28.05.2006  |  Dr. Volkmar Riemenschneider
Ein aufmerksamer Leser aus der Schweiz hatte einige Verständnisprobleme mit meiner Argumentation bzgl. dem Open Interest an der COMEX. Daher möchte ich auf diese Thematik nun noch einmal etwas tiefer eingehen.

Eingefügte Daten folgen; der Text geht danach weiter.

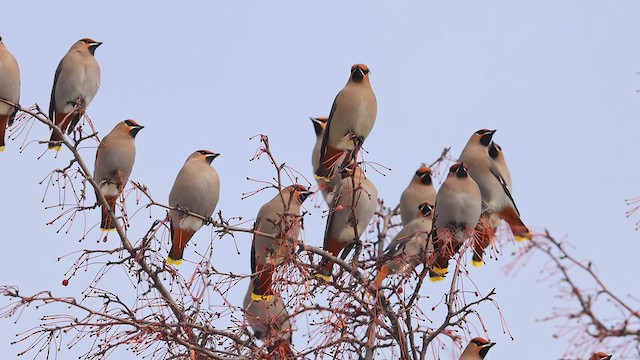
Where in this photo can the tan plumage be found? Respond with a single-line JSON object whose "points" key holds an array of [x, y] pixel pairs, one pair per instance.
{"points": [[269, 320], [410, 247], [114, 161], [477, 349], [349, 214], [600, 356], [352, 117], [76, 82], [496, 195], [9, 90], [457, 211], [419, 190], [319, 125], [496, 153], [280, 217], [496, 192], [196, 189]]}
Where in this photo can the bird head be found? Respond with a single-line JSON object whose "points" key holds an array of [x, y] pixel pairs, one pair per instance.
{"points": [[484, 136], [426, 209], [600, 356], [90, 44], [459, 169], [359, 72], [319, 124], [423, 175], [494, 150], [207, 155], [133, 127], [482, 346]]}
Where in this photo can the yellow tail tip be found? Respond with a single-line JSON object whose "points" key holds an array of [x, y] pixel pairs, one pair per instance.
{"points": [[322, 177], [256, 297], [440, 271], [323, 277], [173, 261]]}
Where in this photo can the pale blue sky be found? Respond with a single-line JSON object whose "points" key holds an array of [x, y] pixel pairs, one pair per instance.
{"points": [[556, 78]]}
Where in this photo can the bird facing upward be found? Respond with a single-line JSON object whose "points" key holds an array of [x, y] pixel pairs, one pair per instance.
{"points": [[419, 190], [477, 349], [9, 90], [269, 320], [196, 189], [354, 204], [410, 247], [277, 228], [76, 82], [114, 162], [600, 356], [352, 117], [457, 211]]}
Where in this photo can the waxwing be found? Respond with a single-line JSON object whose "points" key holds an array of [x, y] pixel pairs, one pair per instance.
{"points": [[196, 190], [75, 84], [410, 247], [496, 153], [354, 204], [114, 161], [477, 349], [276, 229], [420, 190], [9, 90], [600, 356], [496, 195], [319, 125], [457, 211], [269, 320], [352, 117]]}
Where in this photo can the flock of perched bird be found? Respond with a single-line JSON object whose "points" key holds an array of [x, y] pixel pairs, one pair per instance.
{"points": [[468, 206]]}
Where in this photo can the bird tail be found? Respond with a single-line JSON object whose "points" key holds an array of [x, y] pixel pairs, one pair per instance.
{"points": [[281, 350], [107, 223], [382, 274], [262, 283], [519, 230], [63, 121], [482, 238], [4, 119], [328, 159], [179, 239]]}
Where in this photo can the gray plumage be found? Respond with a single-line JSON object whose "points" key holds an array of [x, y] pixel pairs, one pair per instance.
{"points": [[113, 165], [419, 190], [280, 216], [349, 208], [196, 189], [457, 212], [9, 90], [410, 247], [75, 84]]}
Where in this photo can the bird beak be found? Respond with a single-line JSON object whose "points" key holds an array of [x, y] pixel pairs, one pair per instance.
{"points": [[318, 125], [357, 74], [134, 129], [304, 195], [210, 157]]}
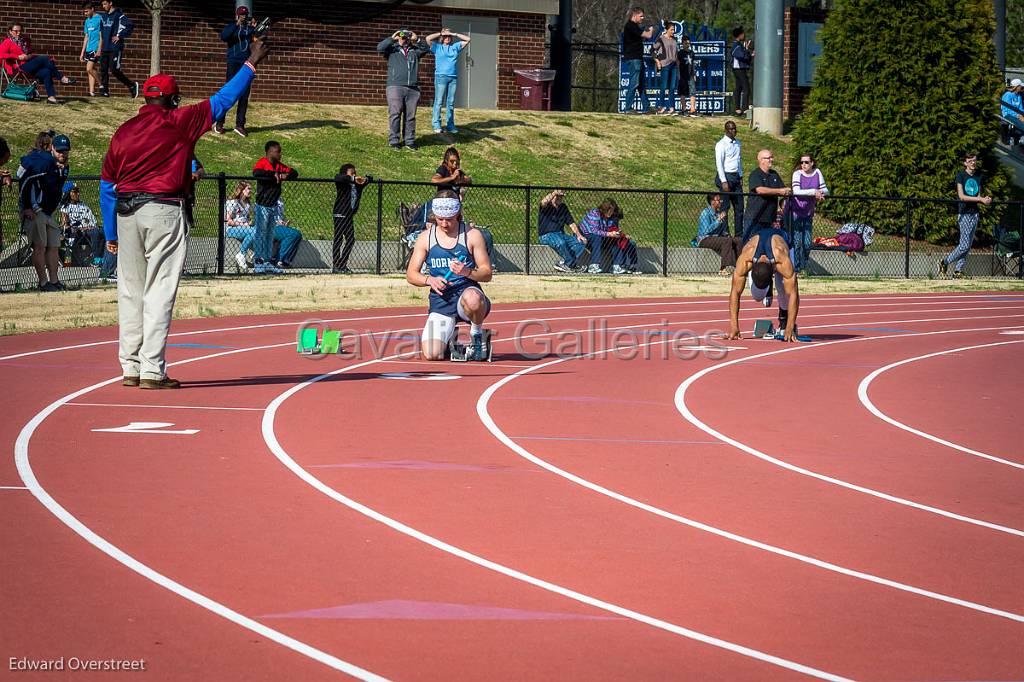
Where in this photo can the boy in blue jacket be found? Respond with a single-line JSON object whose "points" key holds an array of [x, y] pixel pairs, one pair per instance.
{"points": [[41, 177]]}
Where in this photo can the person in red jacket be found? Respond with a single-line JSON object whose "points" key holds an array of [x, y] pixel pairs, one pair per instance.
{"points": [[15, 51], [143, 195], [269, 173]]}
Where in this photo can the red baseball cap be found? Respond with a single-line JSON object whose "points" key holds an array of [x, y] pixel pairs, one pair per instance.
{"points": [[161, 84]]}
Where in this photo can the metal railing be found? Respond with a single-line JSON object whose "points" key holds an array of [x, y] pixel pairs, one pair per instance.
{"points": [[663, 223]]}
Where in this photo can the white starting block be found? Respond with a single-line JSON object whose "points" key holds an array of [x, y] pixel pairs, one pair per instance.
{"points": [[460, 352]]}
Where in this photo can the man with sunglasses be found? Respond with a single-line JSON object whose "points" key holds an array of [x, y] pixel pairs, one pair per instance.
{"points": [[143, 187]]}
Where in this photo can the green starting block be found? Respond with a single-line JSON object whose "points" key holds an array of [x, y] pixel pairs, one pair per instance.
{"points": [[307, 342], [331, 342], [763, 329]]}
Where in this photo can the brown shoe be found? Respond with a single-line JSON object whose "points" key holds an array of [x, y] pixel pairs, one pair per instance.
{"points": [[166, 382]]}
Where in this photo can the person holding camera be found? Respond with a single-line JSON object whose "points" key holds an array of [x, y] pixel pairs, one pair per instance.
{"points": [[349, 186], [402, 49], [143, 187], [633, 36], [239, 37]]}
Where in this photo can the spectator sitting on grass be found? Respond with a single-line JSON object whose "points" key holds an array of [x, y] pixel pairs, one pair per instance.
{"points": [[450, 174], [1012, 103], [597, 225], [239, 221], [16, 54], [551, 219], [287, 238], [713, 232], [625, 258]]}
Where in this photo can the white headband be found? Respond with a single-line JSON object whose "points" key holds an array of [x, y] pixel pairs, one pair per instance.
{"points": [[445, 208]]}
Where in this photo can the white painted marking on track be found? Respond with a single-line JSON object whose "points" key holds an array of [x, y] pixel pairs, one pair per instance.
{"points": [[147, 427], [690, 417], [871, 408], [164, 407], [419, 376], [491, 425], [293, 466]]}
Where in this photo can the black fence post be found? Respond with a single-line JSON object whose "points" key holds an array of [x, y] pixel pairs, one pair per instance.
{"points": [[665, 233], [380, 223], [221, 204], [906, 240], [526, 230]]}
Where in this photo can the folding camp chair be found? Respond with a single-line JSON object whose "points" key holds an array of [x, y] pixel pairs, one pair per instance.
{"points": [[1006, 250], [17, 86]]}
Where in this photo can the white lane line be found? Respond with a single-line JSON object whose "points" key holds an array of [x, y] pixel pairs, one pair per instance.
{"points": [[900, 300], [691, 418], [293, 466], [491, 425], [27, 474], [163, 407], [871, 408]]}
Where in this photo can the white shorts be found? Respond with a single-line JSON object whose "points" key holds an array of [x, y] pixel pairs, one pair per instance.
{"points": [[441, 328]]}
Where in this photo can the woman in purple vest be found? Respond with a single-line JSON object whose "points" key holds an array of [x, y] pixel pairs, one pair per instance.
{"points": [[808, 187]]}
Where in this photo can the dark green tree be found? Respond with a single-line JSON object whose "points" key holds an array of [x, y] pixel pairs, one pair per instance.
{"points": [[901, 91]]}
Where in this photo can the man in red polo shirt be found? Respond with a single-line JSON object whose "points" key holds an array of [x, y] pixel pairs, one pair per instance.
{"points": [[143, 188]]}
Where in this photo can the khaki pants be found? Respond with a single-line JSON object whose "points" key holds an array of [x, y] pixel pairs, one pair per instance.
{"points": [[151, 255]]}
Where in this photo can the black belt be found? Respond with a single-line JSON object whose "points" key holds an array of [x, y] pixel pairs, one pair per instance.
{"points": [[128, 203]]}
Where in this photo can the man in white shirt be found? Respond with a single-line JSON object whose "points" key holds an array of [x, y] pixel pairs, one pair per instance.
{"points": [[729, 177]]}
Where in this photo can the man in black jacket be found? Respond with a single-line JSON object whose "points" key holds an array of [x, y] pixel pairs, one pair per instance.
{"points": [[350, 188], [239, 37], [114, 28]]}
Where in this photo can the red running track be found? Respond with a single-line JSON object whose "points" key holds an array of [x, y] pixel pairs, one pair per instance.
{"points": [[588, 517]]}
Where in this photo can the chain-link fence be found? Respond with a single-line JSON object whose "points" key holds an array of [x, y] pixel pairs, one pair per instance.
{"points": [[662, 224]]}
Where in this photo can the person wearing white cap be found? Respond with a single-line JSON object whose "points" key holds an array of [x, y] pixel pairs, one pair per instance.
{"points": [[457, 262], [1015, 111]]}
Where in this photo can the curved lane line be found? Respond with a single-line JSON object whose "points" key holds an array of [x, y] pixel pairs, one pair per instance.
{"points": [[279, 452], [27, 474], [866, 401], [691, 418], [491, 425], [66, 517], [538, 309]]}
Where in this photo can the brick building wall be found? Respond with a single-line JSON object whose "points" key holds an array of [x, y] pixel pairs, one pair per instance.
{"points": [[324, 50], [793, 94]]}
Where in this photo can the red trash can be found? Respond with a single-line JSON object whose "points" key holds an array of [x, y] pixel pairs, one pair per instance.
{"points": [[535, 88]]}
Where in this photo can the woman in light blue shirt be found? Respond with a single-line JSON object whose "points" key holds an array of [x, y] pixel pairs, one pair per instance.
{"points": [[445, 74], [91, 43]]}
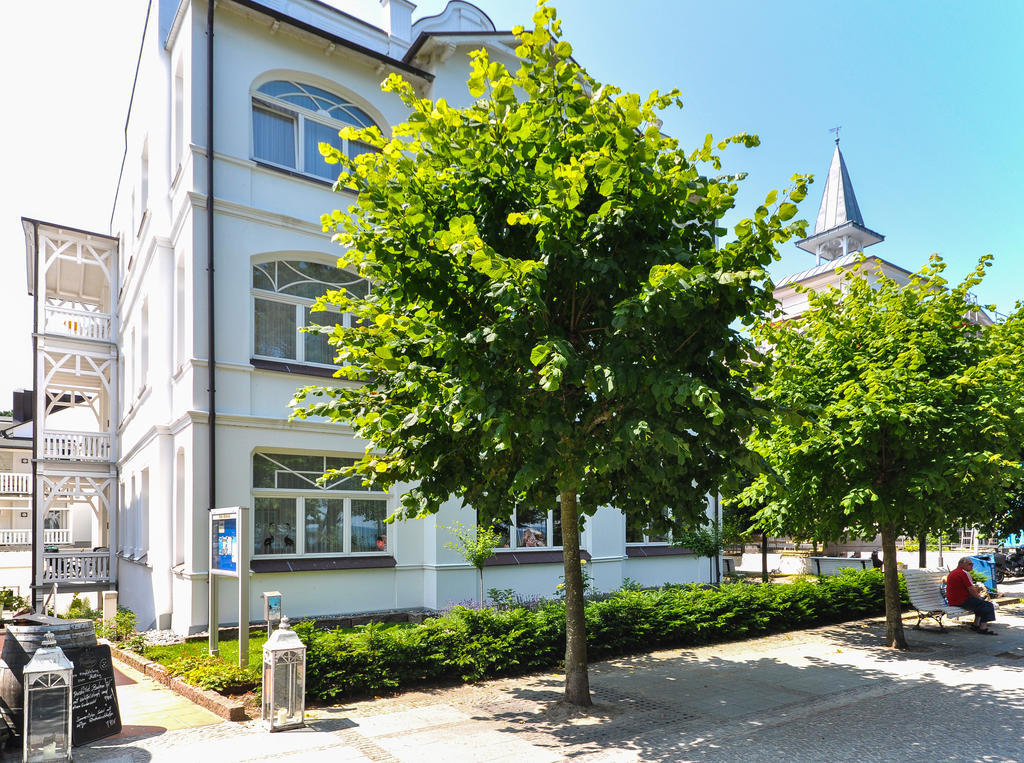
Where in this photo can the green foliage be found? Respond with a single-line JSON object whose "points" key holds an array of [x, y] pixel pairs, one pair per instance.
{"points": [[551, 277], [475, 546], [555, 310], [79, 608], [8, 600], [121, 629], [215, 673], [895, 414], [907, 417], [474, 644], [631, 585]]}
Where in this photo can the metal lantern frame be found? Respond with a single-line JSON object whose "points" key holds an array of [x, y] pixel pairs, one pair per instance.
{"points": [[284, 651], [48, 670]]}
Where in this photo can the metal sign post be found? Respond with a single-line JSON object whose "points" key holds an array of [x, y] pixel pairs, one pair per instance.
{"points": [[229, 551], [271, 610]]}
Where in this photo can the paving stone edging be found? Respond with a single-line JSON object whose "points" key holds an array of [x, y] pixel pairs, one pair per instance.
{"points": [[218, 704]]}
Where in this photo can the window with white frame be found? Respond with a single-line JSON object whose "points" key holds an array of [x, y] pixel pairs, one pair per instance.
{"points": [[294, 513], [292, 119], [284, 292], [530, 527], [640, 535]]}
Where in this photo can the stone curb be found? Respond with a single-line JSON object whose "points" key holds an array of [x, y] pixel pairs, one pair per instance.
{"points": [[217, 704]]}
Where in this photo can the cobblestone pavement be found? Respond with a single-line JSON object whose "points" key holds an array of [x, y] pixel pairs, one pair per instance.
{"points": [[829, 693]]}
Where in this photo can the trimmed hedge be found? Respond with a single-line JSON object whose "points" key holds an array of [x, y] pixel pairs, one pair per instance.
{"points": [[473, 644]]}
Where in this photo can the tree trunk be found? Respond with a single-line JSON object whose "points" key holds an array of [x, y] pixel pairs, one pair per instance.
{"points": [[577, 680], [894, 619], [764, 557]]}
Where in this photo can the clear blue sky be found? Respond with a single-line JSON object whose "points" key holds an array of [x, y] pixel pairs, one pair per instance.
{"points": [[929, 95]]}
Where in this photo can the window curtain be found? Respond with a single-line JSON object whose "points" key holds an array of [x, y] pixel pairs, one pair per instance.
{"points": [[315, 134], [273, 137], [275, 330]]}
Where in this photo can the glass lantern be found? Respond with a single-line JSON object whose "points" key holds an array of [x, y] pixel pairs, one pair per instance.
{"points": [[284, 679], [47, 680]]}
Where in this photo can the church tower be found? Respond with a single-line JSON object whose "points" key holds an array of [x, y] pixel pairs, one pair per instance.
{"points": [[840, 227], [840, 237]]}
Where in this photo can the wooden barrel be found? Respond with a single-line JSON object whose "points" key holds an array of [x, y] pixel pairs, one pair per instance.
{"points": [[23, 640]]}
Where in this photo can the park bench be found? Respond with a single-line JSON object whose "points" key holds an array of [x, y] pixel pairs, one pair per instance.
{"points": [[925, 588]]}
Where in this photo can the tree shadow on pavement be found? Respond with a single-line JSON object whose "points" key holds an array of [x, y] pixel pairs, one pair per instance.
{"points": [[814, 707]]}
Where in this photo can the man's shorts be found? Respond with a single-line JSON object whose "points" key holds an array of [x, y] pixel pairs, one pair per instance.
{"points": [[982, 608]]}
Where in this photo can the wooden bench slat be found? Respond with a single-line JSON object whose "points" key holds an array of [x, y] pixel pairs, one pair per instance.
{"points": [[926, 598]]}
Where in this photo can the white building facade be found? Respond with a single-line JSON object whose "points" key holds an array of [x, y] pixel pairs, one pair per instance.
{"points": [[204, 305]]}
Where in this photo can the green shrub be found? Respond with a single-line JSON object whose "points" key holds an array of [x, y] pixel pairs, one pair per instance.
{"points": [[79, 609], [469, 644], [121, 629], [9, 600], [209, 672], [472, 644]]}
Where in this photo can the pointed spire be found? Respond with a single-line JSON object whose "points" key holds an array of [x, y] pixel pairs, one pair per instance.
{"points": [[840, 227], [839, 204]]}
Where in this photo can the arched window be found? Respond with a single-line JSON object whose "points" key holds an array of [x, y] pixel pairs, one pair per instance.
{"points": [[284, 291], [291, 120]]}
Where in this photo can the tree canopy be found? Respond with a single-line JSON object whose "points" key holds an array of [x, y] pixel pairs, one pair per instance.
{"points": [[553, 318], [896, 414]]}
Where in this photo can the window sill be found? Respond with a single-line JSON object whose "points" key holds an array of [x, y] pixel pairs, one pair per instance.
{"points": [[321, 563], [643, 552], [522, 556], [291, 367]]}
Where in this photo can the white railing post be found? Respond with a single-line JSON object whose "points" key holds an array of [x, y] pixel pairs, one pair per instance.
{"points": [[83, 566]]}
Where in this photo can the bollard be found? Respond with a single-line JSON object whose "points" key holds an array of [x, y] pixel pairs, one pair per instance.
{"points": [[110, 605]]}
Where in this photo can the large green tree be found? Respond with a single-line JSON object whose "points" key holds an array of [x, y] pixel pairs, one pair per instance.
{"points": [[896, 415], [553, 319]]}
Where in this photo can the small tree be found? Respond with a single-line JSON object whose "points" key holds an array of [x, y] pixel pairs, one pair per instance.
{"points": [[704, 540], [475, 546], [907, 421], [553, 320]]}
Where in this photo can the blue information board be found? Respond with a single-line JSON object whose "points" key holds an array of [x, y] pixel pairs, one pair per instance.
{"points": [[225, 544]]}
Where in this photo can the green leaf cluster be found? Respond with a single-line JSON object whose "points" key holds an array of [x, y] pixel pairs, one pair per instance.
{"points": [[555, 304], [898, 406]]}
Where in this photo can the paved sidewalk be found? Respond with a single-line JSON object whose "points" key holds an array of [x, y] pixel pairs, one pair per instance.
{"points": [[830, 693]]}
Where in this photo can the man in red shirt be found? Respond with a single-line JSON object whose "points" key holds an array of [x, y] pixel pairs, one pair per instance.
{"points": [[962, 591]]}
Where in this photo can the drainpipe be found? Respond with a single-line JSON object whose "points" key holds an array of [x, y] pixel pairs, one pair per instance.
{"points": [[36, 433], [212, 365], [718, 528]]}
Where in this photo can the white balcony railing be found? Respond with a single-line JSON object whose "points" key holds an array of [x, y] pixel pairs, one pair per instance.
{"points": [[15, 483], [77, 566], [24, 537], [15, 537], [78, 324], [76, 446]]}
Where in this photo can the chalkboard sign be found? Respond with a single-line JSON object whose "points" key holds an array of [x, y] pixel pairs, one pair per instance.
{"points": [[94, 711]]}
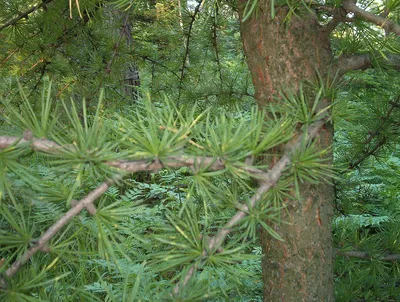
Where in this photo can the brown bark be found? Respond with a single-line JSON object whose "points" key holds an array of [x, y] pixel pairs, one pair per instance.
{"points": [[280, 56]]}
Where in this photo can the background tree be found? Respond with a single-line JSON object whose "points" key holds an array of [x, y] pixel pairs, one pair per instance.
{"points": [[315, 41]]}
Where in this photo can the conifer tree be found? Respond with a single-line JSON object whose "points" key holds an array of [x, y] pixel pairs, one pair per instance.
{"points": [[267, 167]]}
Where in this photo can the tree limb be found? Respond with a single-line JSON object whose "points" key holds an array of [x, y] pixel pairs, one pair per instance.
{"points": [[367, 256], [86, 202], [24, 14], [388, 25], [364, 61], [266, 183]]}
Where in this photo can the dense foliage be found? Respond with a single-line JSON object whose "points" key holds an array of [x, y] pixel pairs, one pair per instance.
{"points": [[161, 83]]}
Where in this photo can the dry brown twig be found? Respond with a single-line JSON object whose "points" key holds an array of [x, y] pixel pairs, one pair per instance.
{"points": [[266, 180]]}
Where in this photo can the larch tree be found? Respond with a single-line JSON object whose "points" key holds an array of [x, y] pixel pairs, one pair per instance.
{"points": [[287, 44], [296, 52]]}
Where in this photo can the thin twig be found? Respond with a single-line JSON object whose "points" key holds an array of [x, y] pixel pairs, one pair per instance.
{"points": [[24, 14], [267, 181], [86, 202]]}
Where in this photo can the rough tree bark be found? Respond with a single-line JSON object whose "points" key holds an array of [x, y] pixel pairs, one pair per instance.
{"points": [[280, 56]]}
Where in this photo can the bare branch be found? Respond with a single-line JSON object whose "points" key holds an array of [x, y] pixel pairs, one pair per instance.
{"points": [[384, 120], [24, 14], [364, 61], [367, 256], [388, 25]]}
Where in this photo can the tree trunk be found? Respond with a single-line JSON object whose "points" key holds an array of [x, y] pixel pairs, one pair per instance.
{"points": [[280, 56]]}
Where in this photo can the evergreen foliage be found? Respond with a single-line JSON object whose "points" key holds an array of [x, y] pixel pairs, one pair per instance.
{"points": [[174, 183]]}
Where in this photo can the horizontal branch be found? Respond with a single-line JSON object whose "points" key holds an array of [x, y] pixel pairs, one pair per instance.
{"points": [[380, 141], [367, 256], [348, 63], [266, 183], [266, 180], [41, 243], [24, 14], [388, 25]]}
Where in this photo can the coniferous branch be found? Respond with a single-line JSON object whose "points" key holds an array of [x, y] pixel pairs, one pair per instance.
{"points": [[146, 58], [41, 243], [388, 25], [373, 134], [24, 14], [186, 55], [363, 61], [267, 181]]}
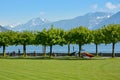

Für diejenigen unter Ihnen, die den betreffenden Artikel nicht gelesen haben, hier die beanstandende These "Top-Strategie mit Papiersilber!" vom 02.05.2006:

"Dies hat seine Begründung darin, dass der Silberpreis seit Jahrzehnten nur durch massive Leerverkäufe von Papiersilber auf seinem niedrigen Niveau gehalten werden konnte. Blickt man beispielsweise auf das aktuelle Open Interest an der COMEX, so findet man dort per 28.04.2006 Futureskontrakte im Gegenwert von 661 Millionen Unzen Silber, und das an nur einer Börse! ....."


Um auch den nicht Futures-Spezialisten diese Thematik bewusst zu machen, werde ich kurz darauf eingehen was das "Open Interest" eigentlich ist. Futures sind prinzipiell anders als andere Anlagen Nullsummenspiele. Nehmen wir an, es gäbe an der Futuresbörse nur zwei Marktteilnehmer: Hans den Apfelbauern, und Paulchen der gerne Äpfel ist.

Nun möchte sich Paulchen gegen steigende und Hans sich gegen fallende Apfelpreise im Monat Juli absichern. Daher verkauft Hans über die Börse einen Futureskontrakt mit Liefermonat Juli über einen Apfel Klasse „Wurmlos“, Paulchen wiederum erwirbt über die Börse diesen Kontrakt. Paulchen ist also in Äpfeln long und Hans short.

De facto kann aber jeder von beiden den Kontrakt nur kaufen bzw. verkaufen, wenn der andere die Gegenposition einnimmt. Die Gewinne bzw. Verluste des einen sind somit immer automatisch die des Gegenübers. Das Wichtige hieran ist nun jedoch, dass wenn Paulchen seinen Kontrakt vor Fälligkeit nicht glattstellt, Hans zur Lieferung gezwungen ist! Hätte Hans dieses Geschäft nun aber nur zur reinen Spekulation (dh ohne, dass er Äpfel besitzt) abgeschlossen, dann müsste er sich den Apfel vom Markt besorgen.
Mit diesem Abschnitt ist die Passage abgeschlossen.